For commercial anglers, the new bag limit is two fish per day per person, or six per vessel. This sleek and powerful fish can get as big as 135 pounds, though in Florida the record is 103 pounds, 12 ounces.
Typical cobia caught in our near-shore waters often will weigh 20 to 40 pounds and present a real challenge for anglers using light tackle. Depending on water clarity and depth, 12 to 20-pound tackle makes for exciting action.
To harvest a cobia, the fish must measure 33 inches. Measure from the tip of the nose to the inside fork of the tail.
It is advised that anglers landing a green fish -- or one that isn't exhausted from battle -- exercise caution when it's brought to the deck.
Green fish commonly hate the sight of the hull when being brought along side, and they hate the inside of the boat. Even fish that appear whipped when brought inside tend to get their second wind, thrashing wildly.
A rag placed over the head and eyes of the fish will, many times, calm them long enough to get a proper measurement.
If the fish is to be released, do so quickly. All fish deplete their oxygen levels dramatically during battle. The faster they get back into the water, the better their chances of recovery.
During those tense moments when a green fish is on deck, many anglers have been injured and tackle has been broken. Cobia have a row of seven to nine pointed pencil-like free spines forward of their dorsal fin that easily can puncture a leg or hand.
If you are certain that the fish measures up and you will be keeping it, get it into a fish box in one quick and smooth motion.
Those using a gaff when landing fish will have to exercise good judgment. Nothing is more wasteful than a short fish that has been gaffed incorrectly. The same applies for those fishing with spears.
Cobia are a coastal pelagic species closely related to the oceanic dolphin fishes, though they do prefer the near-shore habitats from the mid-Atlantic region throughout the Gulf Coast. Found in temperate and sub-tropical seas throughout the world, cobia are a migratory species.
Mote Marine Laboratory found that some tagged fish have traveled over 2,000 miles in less than a year. One such fish was caught and tagged May 29, 1991. It was recaptured April 2, 1992 -- 2,039 miles away.

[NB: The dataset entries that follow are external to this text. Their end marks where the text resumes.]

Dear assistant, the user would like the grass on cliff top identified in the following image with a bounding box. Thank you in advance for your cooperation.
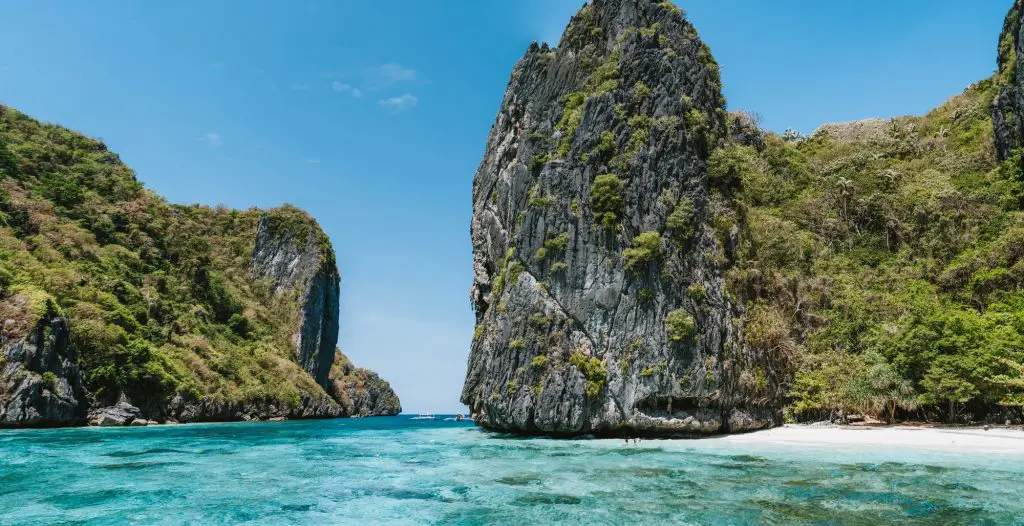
[0,105,333,411]
[713,77,1024,422]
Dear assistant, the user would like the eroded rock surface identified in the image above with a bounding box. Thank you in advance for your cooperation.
[0,301,88,427]
[993,0,1024,160]
[329,352,402,417]
[252,209,341,389]
[88,398,142,427]
[462,0,777,436]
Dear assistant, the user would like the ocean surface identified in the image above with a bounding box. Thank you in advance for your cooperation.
[1,416,1022,525]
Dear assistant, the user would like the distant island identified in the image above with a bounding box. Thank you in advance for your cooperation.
[0,106,399,427]
[461,0,1024,436]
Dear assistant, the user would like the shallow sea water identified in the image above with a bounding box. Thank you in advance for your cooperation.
[1,416,1022,525]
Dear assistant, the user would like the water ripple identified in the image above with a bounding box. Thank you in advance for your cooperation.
[0,417,1021,525]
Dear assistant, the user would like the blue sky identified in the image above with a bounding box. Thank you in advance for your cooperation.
[0,1,1010,413]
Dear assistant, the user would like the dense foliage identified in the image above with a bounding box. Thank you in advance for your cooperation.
[0,105,331,413]
[711,79,1024,423]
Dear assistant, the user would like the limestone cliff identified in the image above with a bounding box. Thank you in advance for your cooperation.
[0,104,399,427]
[329,351,402,417]
[993,0,1023,160]
[0,297,88,426]
[462,0,775,435]
[251,208,340,389]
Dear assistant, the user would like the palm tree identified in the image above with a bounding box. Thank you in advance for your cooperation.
[835,177,854,220]
[847,352,919,424]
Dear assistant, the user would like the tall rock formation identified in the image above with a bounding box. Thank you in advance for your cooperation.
[462,0,773,435]
[993,0,1024,160]
[251,207,341,389]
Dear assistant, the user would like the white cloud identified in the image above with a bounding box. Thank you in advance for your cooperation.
[379,93,419,113]
[306,158,321,164]
[198,133,222,147]
[367,63,417,87]
[331,81,363,97]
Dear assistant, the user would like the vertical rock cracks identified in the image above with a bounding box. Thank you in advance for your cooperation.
[462,0,775,436]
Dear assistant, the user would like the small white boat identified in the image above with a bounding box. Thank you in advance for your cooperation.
[410,414,437,420]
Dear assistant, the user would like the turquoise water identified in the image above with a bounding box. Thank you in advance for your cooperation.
[1,417,1022,525]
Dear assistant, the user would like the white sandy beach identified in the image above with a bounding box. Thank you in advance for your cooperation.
[717,425,1024,455]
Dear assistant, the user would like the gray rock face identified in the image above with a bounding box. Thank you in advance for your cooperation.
[462,0,776,436]
[344,372,402,417]
[251,208,341,389]
[0,315,88,427]
[329,352,402,417]
[88,398,142,427]
[167,392,345,422]
[993,0,1024,160]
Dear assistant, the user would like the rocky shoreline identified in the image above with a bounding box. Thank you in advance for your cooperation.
[1,313,400,429]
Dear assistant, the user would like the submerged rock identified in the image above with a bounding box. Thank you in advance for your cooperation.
[462,0,777,436]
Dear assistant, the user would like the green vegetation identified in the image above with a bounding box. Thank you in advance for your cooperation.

Throughout their migratory patterns, as with most species, the cobia will follow food, water temperature and members of the opposite sex.
Along the Atlantic coast of Florida, they spend their winters in the harbors and around wrecks and reefs in the keys. In late March and April, they begin the long trek northward, reaching Fernandina Inlet by late May and June.
On the Gulf Coast, they spend February and March wintering in the Panhandle region.
Their migratory pattern finds them moving south during April, with the largest population peaking in July and August. Their preferred water temperature range is 68 to 86 degrees Fahrenheit.
Known as "crab-eaters" in many parts of Florida, the cobia's diet includes such common elements as crabs, shrimp, small fish and squid.
There are times when cobia will attack just about any bait tossed their way. Other times, they seemingly will ignore the finest array of offerings.
Jigs are a favored bait by anglers using artificials.
Lead the fish when sight-fishing for them.
Dawn finds cobia around pilings, channel markers, reefs and rock piles along the Nature Coast. They can be caught in a variety of depths.
When a pair of fish is sighted and one is hooked, immediately get a second line in the water. Often, anglers enjoy multiple hook-ups in this situation. If a small school is sighted, work the outer edges so you don't spook the fish.
As with other species that have been listed as restricted, with careful actions on the part of those who chase them, they can be delisted from that status.
It's time for all anglers to exhibit their best behavior.